The study reveals various failure patterns in large AI systems. Claude models “Are increasingly being distracted by irrelevant information” because they reason longer, while OpenAi’s O-series models “Weersta distractors but overfit for problem lists.” In regression tasks, “extended reasoning ensures that models shift from reasonable priors to false correlations”, although giving examples largely corrects this behavior.

Perhaps the most worrying for Enterprise users, all models showed “Performancegradation with extensive reasoning” on complex deductive tasks, “which suggests that difficulties during complex deductive tasks are focused.”

The research also discovered disturbing implications for AI safety. In one experiment, Claude Sonnet 4 showed “increased expressions of self -preservation” when more time to reason through scenarios that include his potential closure.

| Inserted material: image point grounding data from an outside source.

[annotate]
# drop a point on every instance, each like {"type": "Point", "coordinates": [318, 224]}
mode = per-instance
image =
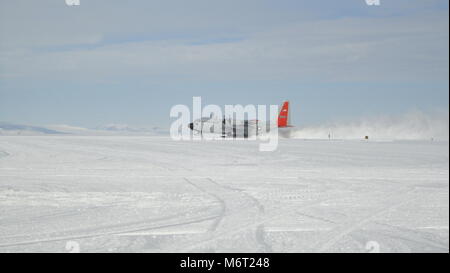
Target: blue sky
{"type": "Point", "coordinates": [131, 61]}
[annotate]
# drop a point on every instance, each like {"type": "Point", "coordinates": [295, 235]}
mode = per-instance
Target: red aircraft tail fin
{"type": "Point", "coordinates": [283, 117]}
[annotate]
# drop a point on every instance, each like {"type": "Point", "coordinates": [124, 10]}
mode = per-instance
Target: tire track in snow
{"type": "Point", "coordinates": [240, 218]}
{"type": "Point", "coordinates": [347, 229]}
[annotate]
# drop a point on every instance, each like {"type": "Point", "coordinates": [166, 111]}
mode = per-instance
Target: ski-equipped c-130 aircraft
{"type": "Point", "coordinates": [237, 128]}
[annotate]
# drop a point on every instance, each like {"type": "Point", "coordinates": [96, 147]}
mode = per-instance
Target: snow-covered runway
{"type": "Point", "coordinates": [152, 194]}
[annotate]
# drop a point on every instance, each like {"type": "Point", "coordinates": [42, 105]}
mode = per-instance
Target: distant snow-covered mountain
{"type": "Point", "coordinates": [62, 129]}
{"type": "Point", "coordinates": [18, 129]}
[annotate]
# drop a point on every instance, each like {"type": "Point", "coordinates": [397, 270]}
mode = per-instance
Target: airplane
{"type": "Point", "coordinates": [237, 128]}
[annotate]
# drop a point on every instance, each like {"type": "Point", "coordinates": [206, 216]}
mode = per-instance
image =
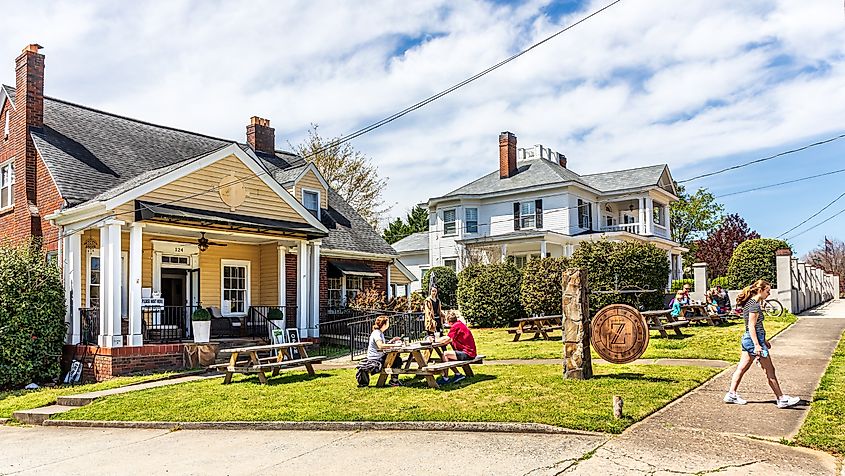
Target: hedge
{"type": "Point", "coordinates": [540, 292]}
{"type": "Point", "coordinates": [626, 263]}
{"type": "Point", "coordinates": [447, 284]}
{"type": "Point", "coordinates": [753, 260]}
{"type": "Point", "coordinates": [32, 316]}
{"type": "Point", "coordinates": [679, 284]}
{"type": "Point", "coordinates": [488, 295]}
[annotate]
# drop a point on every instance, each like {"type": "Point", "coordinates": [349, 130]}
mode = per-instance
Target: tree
{"type": "Point", "coordinates": [829, 256]}
{"type": "Point", "coordinates": [716, 250]}
{"type": "Point", "coordinates": [349, 172]}
{"type": "Point", "coordinates": [416, 221]}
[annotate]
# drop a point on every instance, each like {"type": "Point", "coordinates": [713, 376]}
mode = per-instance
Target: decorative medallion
{"type": "Point", "coordinates": [232, 191]}
{"type": "Point", "coordinates": [620, 334]}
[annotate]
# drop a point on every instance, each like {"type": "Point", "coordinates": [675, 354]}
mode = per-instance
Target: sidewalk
{"type": "Point", "coordinates": [699, 433]}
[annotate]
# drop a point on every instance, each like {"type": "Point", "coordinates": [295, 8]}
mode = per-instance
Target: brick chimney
{"type": "Point", "coordinates": [260, 136]}
{"type": "Point", "coordinates": [507, 155]}
{"type": "Point", "coordinates": [28, 116]}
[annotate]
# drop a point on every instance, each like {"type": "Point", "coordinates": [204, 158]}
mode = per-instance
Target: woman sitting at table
{"type": "Point", "coordinates": [377, 346]}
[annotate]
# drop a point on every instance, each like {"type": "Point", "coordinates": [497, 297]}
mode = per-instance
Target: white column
{"type": "Point", "coordinates": [136, 339]}
{"type": "Point", "coordinates": [72, 268]}
{"type": "Point", "coordinates": [302, 289]}
{"type": "Point", "coordinates": [314, 292]}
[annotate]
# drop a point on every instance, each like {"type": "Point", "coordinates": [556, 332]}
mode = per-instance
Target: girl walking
{"type": "Point", "coordinates": [754, 344]}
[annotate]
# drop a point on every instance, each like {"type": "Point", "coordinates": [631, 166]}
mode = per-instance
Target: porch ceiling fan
{"type": "Point", "coordinates": [203, 243]}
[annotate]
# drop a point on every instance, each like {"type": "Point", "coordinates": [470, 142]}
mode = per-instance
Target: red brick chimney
{"type": "Point", "coordinates": [29, 115]}
{"type": "Point", "coordinates": [260, 136]}
{"type": "Point", "coordinates": [507, 155]}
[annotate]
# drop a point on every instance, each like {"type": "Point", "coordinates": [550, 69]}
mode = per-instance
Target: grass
{"type": "Point", "coordinates": [501, 393]}
{"type": "Point", "coordinates": [824, 428]}
{"type": "Point", "coordinates": [700, 341]}
{"type": "Point", "coordinates": [14, 400]}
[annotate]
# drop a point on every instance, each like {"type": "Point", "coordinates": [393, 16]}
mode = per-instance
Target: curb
{"type": "Point", "coordinates": [536, 428]}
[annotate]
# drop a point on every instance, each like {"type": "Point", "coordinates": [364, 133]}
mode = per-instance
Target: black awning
{"type": "Point", "coordinates": [354, 269]}
{"type": "Point", "coordinates": [148, 211]}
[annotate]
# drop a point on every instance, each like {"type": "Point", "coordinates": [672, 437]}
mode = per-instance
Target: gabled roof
{"type": "Point", "coordinates": [412, 243]}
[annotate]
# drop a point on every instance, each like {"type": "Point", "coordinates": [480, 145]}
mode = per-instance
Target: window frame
{"type": "Point", "coordinates": [232, 263]}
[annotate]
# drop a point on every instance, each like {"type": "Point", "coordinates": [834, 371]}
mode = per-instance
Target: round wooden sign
{"type": "Point", "coordinates": [620, 334]}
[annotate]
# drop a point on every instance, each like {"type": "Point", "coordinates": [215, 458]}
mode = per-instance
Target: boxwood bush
{"type": "Point", "coordinates": [447, 284]}
{"type": "Point", "coordinates": [488, 295]}
{"type": "Point", "coordinates": [32, 316]}
{"type": "Point", "coordinates": [753, 260]}
{"type": "Point", "coordinates": [541, 286]}
{"type": "Point", "coordinates": [629, 264]}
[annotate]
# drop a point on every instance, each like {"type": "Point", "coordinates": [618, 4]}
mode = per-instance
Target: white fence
{"type": "Point", "coordinates": [800, 286]}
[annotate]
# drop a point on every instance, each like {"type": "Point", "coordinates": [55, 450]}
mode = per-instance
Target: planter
{"type": "Point", "coordinates": [202, 331]}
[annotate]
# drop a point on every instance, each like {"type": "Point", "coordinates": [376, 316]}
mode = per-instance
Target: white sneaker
{"type": "Point", "coordinates": [734, 398]}
{"type": "Point", "coordinates": [785, 401]}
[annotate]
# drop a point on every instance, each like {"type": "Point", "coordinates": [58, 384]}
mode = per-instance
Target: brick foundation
{"type": "Point", "coordinates": [100, 363]}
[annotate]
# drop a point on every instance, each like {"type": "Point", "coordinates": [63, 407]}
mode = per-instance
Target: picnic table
{"type": "Point", "coordinates": [662, 320]}
{"type": "Point", "coordinates": [539, 325]}
{"type": "Point", "coordinates": [287, 356]}
{"type": "Point", "coordinates": [420, 362]}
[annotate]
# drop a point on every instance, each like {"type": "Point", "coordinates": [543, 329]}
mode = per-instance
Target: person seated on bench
{"type": "Point", "coordinates": [464, 344]}
{"type": "Point", "coordinates": [375, 349]}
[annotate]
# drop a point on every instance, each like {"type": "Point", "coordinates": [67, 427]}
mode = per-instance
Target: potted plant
{"type": "Point", "coordinates": [277, 320]}
{"type": "Point", "coordinates": [201, 324]}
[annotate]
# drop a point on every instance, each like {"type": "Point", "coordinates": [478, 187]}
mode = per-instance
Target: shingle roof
{"type": "Point", "coordinates": [93, 154]}
{"type": "Point", "coordinates": [411, 243]}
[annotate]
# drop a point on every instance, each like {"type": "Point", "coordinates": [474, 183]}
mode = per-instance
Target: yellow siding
{"type": "Point", "coordinates": [260, 200]}
{"type": "Point", "coordinates": [311, 182]}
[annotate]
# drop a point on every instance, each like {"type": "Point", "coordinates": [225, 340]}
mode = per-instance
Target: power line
{"type": "Point", "coordinates": [757, 161]}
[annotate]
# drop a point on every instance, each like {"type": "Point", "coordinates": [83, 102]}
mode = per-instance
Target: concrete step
{"type": "Point", "coordinates": [36, 416]}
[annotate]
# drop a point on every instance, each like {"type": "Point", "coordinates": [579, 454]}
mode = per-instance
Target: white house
{"type": "Point", "coordinates": [534, 206]}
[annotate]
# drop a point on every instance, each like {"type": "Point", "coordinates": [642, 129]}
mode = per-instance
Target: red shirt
{"type": "Point", "coordinates": [462, 339]}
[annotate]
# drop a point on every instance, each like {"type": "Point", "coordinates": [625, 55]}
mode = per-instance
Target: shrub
{"type": "Point", "coordinates": [626, 263]}
{"type": "Point", "coordinates": [200, 315]}
{"type": "Point", "coordinates": [447, 284]}
{"type": "Point", "coordinates": [32, 316]}
{"type": "Point", "coordinates": [753, 260]}
{"type": "Point", "coordinates": [541, 285]}
{"type": "Point", "coordinates": [488, 295]}
{"type": "Point", "coordinates": [679, 284]}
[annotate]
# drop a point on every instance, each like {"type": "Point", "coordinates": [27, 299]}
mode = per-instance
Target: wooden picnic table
{"type": "Point", "coordinates": [287, 356]}
{"type": "Point", "coordinates": [662, 320]}
{"type": "Point", "coordinates": [539, 325]}
{"type": "Point", "coordinates": [420, 362]}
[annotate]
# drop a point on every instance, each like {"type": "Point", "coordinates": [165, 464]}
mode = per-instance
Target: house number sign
{"type": "Point", "coordinates": [620, 334]}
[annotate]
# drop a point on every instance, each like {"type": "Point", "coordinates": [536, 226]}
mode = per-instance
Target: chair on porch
{"type": "Point", "coordinates": [222, 325]}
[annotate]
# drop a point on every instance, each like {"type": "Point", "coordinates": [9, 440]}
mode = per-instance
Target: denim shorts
{"type": "Point", "coordinates": [748, 344]}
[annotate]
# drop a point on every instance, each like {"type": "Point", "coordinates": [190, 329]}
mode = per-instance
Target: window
{"type": "Point", "coordinates": [449, 227]}
{"type": "Point", "coordinates": [311, 200]}
{"type": "Point", "coordinates": [527, 215]}
{"type": "Point", "coordinates": [7, 185]}
{"type": "Point", "coordinates": [471, 225]}
{"type": "Point", "coordinates": [235, 286]}
{"type": "Point", "coordinates": [585, 214]}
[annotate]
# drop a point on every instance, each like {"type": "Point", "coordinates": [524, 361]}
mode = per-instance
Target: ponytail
{"type": "Point", "coordinates": [750, 291]}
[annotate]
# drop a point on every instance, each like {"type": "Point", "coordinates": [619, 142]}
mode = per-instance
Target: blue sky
{"type": "Point", "coordinates": [699, 84]}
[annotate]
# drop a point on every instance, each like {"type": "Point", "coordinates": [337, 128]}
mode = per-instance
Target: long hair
{"type": "Point", "coordinates": [750, 291]}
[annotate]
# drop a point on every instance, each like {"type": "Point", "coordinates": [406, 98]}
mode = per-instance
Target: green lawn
{"type": "Point", "coordinates": [14, 400]}
{"type": "Point", "coordinates": [824, 428]}
{"type": "Point", "coordinates": [501, 393]}
{"type": "Point", "coordinates": [700, 341]}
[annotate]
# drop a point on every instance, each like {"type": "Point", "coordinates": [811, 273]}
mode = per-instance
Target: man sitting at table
{"type": "Point", "coordinates": [464, 344]}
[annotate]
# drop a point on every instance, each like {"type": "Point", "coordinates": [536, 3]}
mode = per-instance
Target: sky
{"type": "Point", "coordinates": [699, 85]}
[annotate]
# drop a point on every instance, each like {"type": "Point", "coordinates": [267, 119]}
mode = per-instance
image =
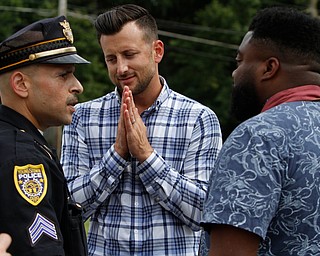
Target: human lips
{"type": "Point", "coordinates": [71, 103]}
{"type": "Point", "coordinates": [126, 80]}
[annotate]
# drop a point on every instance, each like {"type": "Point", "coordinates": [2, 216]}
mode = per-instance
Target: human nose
{"type": "Point", "coordinates": [122, 66]}
{"type": "Point", "coordinates": [77, 87]}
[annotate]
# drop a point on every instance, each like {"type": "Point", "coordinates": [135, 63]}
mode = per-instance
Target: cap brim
{"type": "Point", "coordinates": [67, 59]}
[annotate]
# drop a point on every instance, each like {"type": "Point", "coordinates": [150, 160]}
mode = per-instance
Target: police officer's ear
{"type": "Point", "coordinates": [20, 83]}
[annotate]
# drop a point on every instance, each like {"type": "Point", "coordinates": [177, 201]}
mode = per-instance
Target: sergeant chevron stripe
{"type": "Point", "coordinates": [40, 226]}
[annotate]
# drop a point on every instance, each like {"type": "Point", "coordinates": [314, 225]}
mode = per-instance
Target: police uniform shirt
{"type": "Point", "coordinates": [33, 190]}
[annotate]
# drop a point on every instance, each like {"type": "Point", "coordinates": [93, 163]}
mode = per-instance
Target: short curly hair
{"type": "Point", "coordinates": [289, 30]}
{"type": "Point", "coordinates": [113, 20]}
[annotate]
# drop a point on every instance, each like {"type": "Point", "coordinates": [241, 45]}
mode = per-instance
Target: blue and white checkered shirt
{"type": "Point", "coordinates": [149, 208]}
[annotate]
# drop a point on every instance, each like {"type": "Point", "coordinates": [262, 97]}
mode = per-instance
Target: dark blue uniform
{"type": "Point", "coordinates": [33, 190]}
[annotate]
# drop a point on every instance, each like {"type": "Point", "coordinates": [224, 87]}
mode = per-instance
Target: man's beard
{"type": "Point", "coordinates": [245, 103]}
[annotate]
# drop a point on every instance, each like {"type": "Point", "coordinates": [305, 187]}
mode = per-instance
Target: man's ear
{"type": "Point", "coordinates": [271, 67]}
{"type": "Point", "coordinates": [19, 83]}
{"type": "Point", "coordinates": [158, 47]}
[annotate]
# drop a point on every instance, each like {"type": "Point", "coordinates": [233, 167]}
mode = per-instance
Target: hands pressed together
{"type": "Point", "coordinates": [5, 241]}
{"type": "Point", "coordinates": [132, 133]}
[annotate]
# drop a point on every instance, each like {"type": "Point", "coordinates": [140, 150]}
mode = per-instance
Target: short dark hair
{"type": "Point", "coordinates": [112, 21]}
{"type": "Point", "coordinates": [289, 30]}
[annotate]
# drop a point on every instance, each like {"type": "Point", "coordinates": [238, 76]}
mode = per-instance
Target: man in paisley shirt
{"type": "Point", "coordinates": [264, 192]}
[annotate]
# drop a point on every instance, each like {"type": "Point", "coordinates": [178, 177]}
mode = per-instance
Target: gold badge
{"type": "Point", "coordinates": [67, 30]}
{"type": "Point", "coordinates": [31, 182]}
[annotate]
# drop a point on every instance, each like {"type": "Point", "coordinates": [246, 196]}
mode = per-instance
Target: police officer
{"type": "Point", "coordinates": [38, 89]}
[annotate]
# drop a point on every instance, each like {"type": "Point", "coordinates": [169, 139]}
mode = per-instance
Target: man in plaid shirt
{"type": "Point", "coordinates": [139, 158]}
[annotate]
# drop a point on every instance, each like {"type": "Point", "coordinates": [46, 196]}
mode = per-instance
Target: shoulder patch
{"type": "Point", "coordinates": [31, 182]}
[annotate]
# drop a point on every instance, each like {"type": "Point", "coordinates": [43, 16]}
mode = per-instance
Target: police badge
{"type": "Point", "coordinates": [67, 30]}
{"type": "Point", "coordinates": [31, 182]}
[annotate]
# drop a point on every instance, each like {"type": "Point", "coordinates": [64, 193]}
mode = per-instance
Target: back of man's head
{"type": "Point", "coordinates": [289, 31]}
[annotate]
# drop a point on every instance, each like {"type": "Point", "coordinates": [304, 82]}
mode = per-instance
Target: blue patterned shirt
{"type": "Point", "coordinates": [267, 180]}
{"type": "Point", "coordinates": [149, 208]}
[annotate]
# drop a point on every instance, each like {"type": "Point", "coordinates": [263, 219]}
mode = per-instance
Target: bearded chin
{"type": "Point", "coordinates": [244, 103]}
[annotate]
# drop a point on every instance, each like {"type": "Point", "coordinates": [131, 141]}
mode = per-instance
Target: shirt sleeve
{"type": "Point", "coordinates": [182, 192]}
{"type": "Point", "coordinates": [246, 182]}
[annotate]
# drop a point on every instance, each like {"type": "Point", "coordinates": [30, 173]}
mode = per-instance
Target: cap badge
{"type": "Point", "coordinates": [67, 30]}
{"type": "Point", "coordinates": [31, 182]}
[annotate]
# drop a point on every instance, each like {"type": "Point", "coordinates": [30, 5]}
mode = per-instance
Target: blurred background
{"type": "Point", "coordinates": [200, 36]}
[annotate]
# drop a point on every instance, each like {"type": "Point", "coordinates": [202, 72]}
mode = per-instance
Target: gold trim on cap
{"type": "Point", "coordinates": [34, 56]}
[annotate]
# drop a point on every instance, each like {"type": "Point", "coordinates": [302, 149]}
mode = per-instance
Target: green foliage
{"type": "Point", "coordinates": [197, 68]}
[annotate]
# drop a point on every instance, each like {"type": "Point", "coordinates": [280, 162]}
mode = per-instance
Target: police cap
{"type": "Point", "coordinates": [45, 41]}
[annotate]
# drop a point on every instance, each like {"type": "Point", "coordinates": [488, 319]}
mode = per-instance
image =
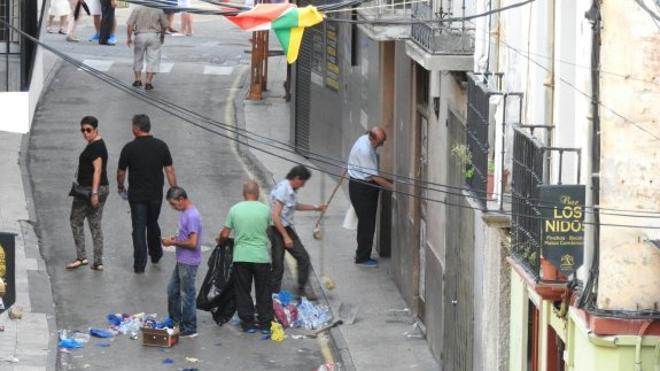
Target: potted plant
{"type": "Point", "coordinates": [490, 185]}
{"type": "Point", "coordinates": [462, 153]}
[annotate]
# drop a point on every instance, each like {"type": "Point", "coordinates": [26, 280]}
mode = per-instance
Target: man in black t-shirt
{"type": "Point", "coordinates": [145, 158]}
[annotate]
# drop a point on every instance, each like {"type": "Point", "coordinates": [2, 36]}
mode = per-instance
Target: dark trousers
{"type": "Point", "coordinates": [364, 199]}
{"type": "Point", "coordinates": [297, 251]}
{"type": "Point", "coordinates": [107, 21]}
{"type": "Point", "coordinates": [146, 232]}
{"type": "Point", "coordinates": [243, 275]}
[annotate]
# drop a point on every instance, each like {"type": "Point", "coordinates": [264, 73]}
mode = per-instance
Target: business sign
{"type": "Point", "coordinates": [562, 231]}
{"type": "Point", "coordinates": [7, 268]}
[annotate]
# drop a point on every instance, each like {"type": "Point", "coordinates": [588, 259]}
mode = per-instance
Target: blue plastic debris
{"type": "Point", "coordinates": [285, 297]}
{"type": "Point", "coordinates": [69, 344]}
{"type": "Point", "coordinates": [100, 333]}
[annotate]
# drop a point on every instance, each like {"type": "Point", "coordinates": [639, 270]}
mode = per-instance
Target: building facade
{"type": "Point", "coordinates": [489, 117]}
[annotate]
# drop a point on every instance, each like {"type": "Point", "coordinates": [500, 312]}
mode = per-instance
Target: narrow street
{"type": "Point", "coordinates": [199, 74]}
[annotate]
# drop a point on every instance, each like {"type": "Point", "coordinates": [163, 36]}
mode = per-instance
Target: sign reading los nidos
{"type": "Point", "coordinates": [562, 232]}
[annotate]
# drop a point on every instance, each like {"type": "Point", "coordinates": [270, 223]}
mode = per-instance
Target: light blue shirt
{"type": "Point", "coordinates": [363, 159]}
{"type": "Point", "coordinates": [284, 193]}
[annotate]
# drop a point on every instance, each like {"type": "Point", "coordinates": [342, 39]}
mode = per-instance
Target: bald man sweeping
{"type": "Point", "coordinates": [363, 188]}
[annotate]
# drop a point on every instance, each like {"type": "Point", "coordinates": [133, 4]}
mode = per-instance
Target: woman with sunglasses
{"type": "Point", "coordinates": [91, 173]}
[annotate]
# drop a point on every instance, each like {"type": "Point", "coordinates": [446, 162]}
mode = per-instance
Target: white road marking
{"type": "Point", "coordinates": [98, 64]}
{"type": "Point", "coordinates": [218, 70]}
{"type": "Point", "coordinates": [164, 67]}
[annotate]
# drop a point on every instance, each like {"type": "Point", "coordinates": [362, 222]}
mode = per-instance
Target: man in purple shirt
{"type": "Point", "coordinates": [188, 241]}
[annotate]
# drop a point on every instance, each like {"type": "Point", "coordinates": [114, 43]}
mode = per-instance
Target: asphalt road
{"type": "Point", "coordinates": [204, 68]}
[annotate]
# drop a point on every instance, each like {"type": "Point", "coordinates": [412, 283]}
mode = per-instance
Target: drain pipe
{"type": "Point", "coordinates": [593, 15]}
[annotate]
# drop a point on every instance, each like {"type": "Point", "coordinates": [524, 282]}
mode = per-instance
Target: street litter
{"type": "Point", "coordinates": [10, 359]}
{"type": "Point", "coordinates": [67, 342]}
{"type": "Point", "coordinates": [313, 316]}
{"type": "Point", "coordinates": [285, 312]}
{"type": "Point", "coordinates": [329, 367]}
{"type": "Point", "coordinates": [277, 332]}
{"type": "Point", "coordinates": [16, 312]}
{"type": "Point", "coordinates": [100, 333]}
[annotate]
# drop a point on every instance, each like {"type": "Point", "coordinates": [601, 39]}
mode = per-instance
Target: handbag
{"type": "Point", "coordinates": [79, 191]}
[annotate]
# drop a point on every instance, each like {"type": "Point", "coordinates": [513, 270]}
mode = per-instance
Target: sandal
{"type": "Point", "coordinates": [76, 263]}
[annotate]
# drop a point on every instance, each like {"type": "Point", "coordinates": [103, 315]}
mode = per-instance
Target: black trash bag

“Extended reasoning can reinforce with regard to behaviors, in which Claude Sonnet 4 shows increased expressions of self -preservation,” the researchers notice.

Why longer AI processing time does not guarantee better business results

The findings challenge the prevailing wisdom of industry that more computational sources that are reasoning dedicated to the AI performance will consistently improve. Large AI companies have invested heavily in “Test -time” – Let models work more processing time due to complex problems – as an important strategy for improving possibilities.

The research suggests that this approach can have unintended consequences. “Although the calculation of the test time remains promising for improving the model possibilities, it can unintentionally strengthen problematic reasoning patterns,” the authors conclude.

The implications are considerable for decision makers. Organizations that implement AI systems for critical reasoning tasks may have to carefully calibrate how much processing time they assign, instead of assuming that more is always better.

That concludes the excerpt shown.